The Y181C substitution in 3'-azido-3'-deoxythymidine-resistant human immunodeficiency virus, type 1, reverse transcriptase suppresses the ATP-mediated repair of the 3'-azido-3'-deoxythymidine 5'-monophosphate-terminated primer.


Resistance to zidovudine (3'-azido-3'-deoxythymidine, AZT) by the ...

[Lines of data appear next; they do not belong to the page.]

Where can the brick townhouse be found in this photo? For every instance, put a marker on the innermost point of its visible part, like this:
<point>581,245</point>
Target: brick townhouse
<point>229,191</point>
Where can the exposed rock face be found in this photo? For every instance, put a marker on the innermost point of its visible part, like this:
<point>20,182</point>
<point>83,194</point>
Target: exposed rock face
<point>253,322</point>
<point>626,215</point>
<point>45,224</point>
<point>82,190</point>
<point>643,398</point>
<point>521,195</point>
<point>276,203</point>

Resistance to zidovudine (3'-azido-3'-deoxythymidine, AZT) by the human immunodeficiency virus, type 1, requires multiple amino acid substitutions such as D67N/K70R/T215F/K219Q in the viral reverse transcriptase (RT). In this background of AZT resistance, additional "suppressive" substitutions such as Y181C restore sensitivity to AZT. In order to characterize the mechanism of this AZT resistance suppression, the Y181C substitution was introduced into both wild-type and AZT-resistant reverse transcriptase. The introduction of the Y181C substitution suppresses the increased repair (or unblocking) of the AZTMP-terminated primer provided by the AZT resistance substitutions in RT using either DNA or RNA templates, independently from the RT RNase H activity. Contrary to wild-type RT, the low level of unblocking activity is not due to inhibition by the next correct nucleotide binding to the RT/AZTMP-terminated primer complex. When Y181C is added to the AZT resistance substitutions, ATP binds with less affinity to the AZTMP-terminated primer-RT binary complex. These results provide an insight into one possible molecular mechanism of re-sensitization of AZT-resistant viruses by suppressive substitutions.